Находка оказала на Эдварда странное действие, пригвоздив его к месту, точно разряд тока. С минуту он стоял молча, водя пальцами по тиснению, как слепой, читающий методом Брайля. Никакого намека на содержание. О чем может повествовать такая вот книга? Эдвард осторожно попытался раскрыть ее, но она оказала сопротивление. Он ощупал края и нашел ввинченный в дерево замок. Со временем металл заржавел и превратился в сплошную бесформенную массу.
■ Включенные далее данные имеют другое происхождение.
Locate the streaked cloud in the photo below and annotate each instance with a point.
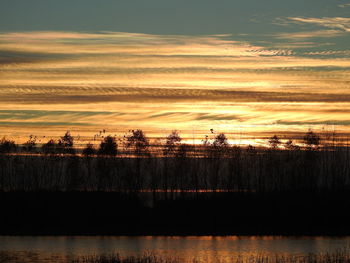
(342, 23)
(54, 81)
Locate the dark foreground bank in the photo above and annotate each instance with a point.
(111, 213)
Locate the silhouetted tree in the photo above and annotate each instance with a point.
(108, 146)
(274, 141)
(50, 147)
(289, 145)
(172, 140)
(66, 143)
(138, 141)
(220, 141)
(88, 150)
(30, 145)
(7, 146)
(311, 139)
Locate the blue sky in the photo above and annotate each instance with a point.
(253, 66)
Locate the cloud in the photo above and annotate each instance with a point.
(342, 23)
(344, 5)
(310, 34)
(155, 82)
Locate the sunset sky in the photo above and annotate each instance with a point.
(247, 68)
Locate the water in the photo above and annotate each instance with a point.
(205, 249)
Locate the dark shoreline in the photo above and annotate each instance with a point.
(110, 213)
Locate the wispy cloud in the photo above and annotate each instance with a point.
(310, 34)
(128, 80)
(342, 23)
(344, 5)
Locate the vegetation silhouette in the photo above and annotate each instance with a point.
(300, 187)
(108, 146)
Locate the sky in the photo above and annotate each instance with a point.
(247, 68)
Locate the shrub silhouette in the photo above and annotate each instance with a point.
(50, 147)
(88, 150)
(7, 146)
(138, 141)
(311, 139)
(274, 141)
(30, 145)
(66, 142)
(108, 146)
(172, 141)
Сколько же ему, интересно, лет? Легким усилиям он не поддавался, а ломать его Эдвард не хотел.
Чары рассеялись столь же внезапно, как и пришли. Эдвард сморгнул и спросил себя, какого черта он здесь торчит. Он закрыл ларчик, выключил свет и пошел к двери. После библиотечной прохлады перила винтовой лесенки, по которой он спускался впотьмах, были теплыми. Дневной свет внизу, в коридоре, резанул его по глазам.
После трудовой половины дня Эдвард чувствовал себя опустошенным. Не стоило, конечно, этим заниматься, но все могло быть намного хуже. Ящик мог взорваться при вскрытии. Направляясь к выходу, он заглянул в комнату, где беседовал с Лорой, но там теперь было пусто. Открытое им окно снова закрыли. Солнечный свет золотисто-оранжевого оттенка проникал туда под более пологим углом. Откуда-то доносились кухонные запахи. Да живет ли она здесь вообще, эта Лора?